Ich ko0mme selber aus GUSS , und habe schon was ähnliches erlebt , nur in GUSS war s Schlimmer.

Die Frage - wenn kommt Richtige ( niedrigste )Punkt von Krise - wie wird dann unsere Leben aussehen ?


Muss man wirklich schon einen Bunker ausgraben und Lebensmittel mit PKW einkaufen , als Vorrat für Schwierige Zeit ?

Oder mache ich zu viel Sorge ?

gruß waldy


----------



## rostiger Nagel (23 März 2009)

Hallo waldy,
ich bin der festen überzeugung das es noch richtig schlimm wird.
Aber des geht auch wieder vorbei, nach Regen kommt auch wieder
Sonnenschein, das war schon immer so. Der Politik muss mann auch
zu gute halten, das Sie anscheinend, alle an einen Strang ziehen 
und nicht wie in den 20er die Märkte abschotten.
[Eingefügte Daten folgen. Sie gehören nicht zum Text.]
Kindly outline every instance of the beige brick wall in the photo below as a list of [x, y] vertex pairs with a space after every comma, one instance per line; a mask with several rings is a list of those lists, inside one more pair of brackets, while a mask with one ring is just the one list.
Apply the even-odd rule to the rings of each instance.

Also jetzt steck den Kopf nicht in den Sand sondern schaue Positiv
nach vorne, das wird schon wieder :s12:.

mit sonnigen grüßen aus OWL



PS. mist es regnet schon wieder....


----------



## Solaris (23 März 2009)

waldy schrieb:


> Muss man wirklich schon einen Bunker ausgraben und Lebensmittel mit PKW einkaufen , als Vorrat für Schwierige Zeit ?
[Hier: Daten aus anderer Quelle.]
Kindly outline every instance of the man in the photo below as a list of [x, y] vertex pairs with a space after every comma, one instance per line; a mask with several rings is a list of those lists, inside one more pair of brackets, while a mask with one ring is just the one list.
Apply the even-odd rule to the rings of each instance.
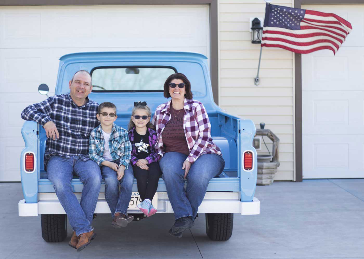
[[[92, 85], [87, 71], [76, 72], [68, 86], [70, 93], [28, 106], [21, 118], [40, 123], [46, 130], [44, 168], [74, 230], [68, 244], [79, 251], [96, 236], [91, 223], [101, 175], [99, 165], [89, 158], [88, 141], [98, 124], [98, 104], [87, 97]], [[71, 184], [73, 172], [83, 183], [80, 204]]]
Hast Du das etwa noch nicht gemacht?


----------



## waldy (23 März 2009)

> Zitat:
> Zitat von *waldy*
> 
> 
> ...


 - nein, spare das Geld für Grundstuck .

gruß waldy


----------



## mariob (23 März 2009)

Hallo waldy,
wenn Du aus GUSS kommst (ich hoffe ich habe das richtig verstanden), dann wirst Du solche Verhältnisse schon gewohnt sein (wenn es dann so kommen sollte). Und Du wirst besser als mancher andere damit umgehen können, denn Du hast die besten Voraussetzungen. Das ist bitter ernst gemeint. Also solltest Du Dir die allerkleinsten Sorgen machen. Es werden noch ganz andere merken das man den Porsche vor der Tür nicht essen kann, und die trifft es schlimmer. @Helmut von der Reparatur (furchtbar der lange Name, wer soll das alles tippen), ich denke nicht das die Politik clever reagiert, zumindest nicht unsere. Die machen eher überhaupt nichts, man kümmert sich ein wenig um den Bund der Vertriebenen und solche wichtigen Dinge - aber sonst? Dieser Wirtschaftsminister mit dem ebenfalls furchtbar langen Namen ist mir zwar nicht sympatisch, scheint aber wenigstens ansatzweise in die richtige Richtung zu denken. Vielleicht eiert er aber auch bloß herum, entscheidend ist nämlich nicht die Frontfigur...

In diesem Sinne
Mario


----------



## maxi (23 März 2009)

Die Wirtschaftsforschung meint das Tal ist mitte 2009 erreicht.
Danach ein sehr schleichender Anstieg.

Prognose Wirtschaft 2009 = 0,2 - 1,2 % defizit.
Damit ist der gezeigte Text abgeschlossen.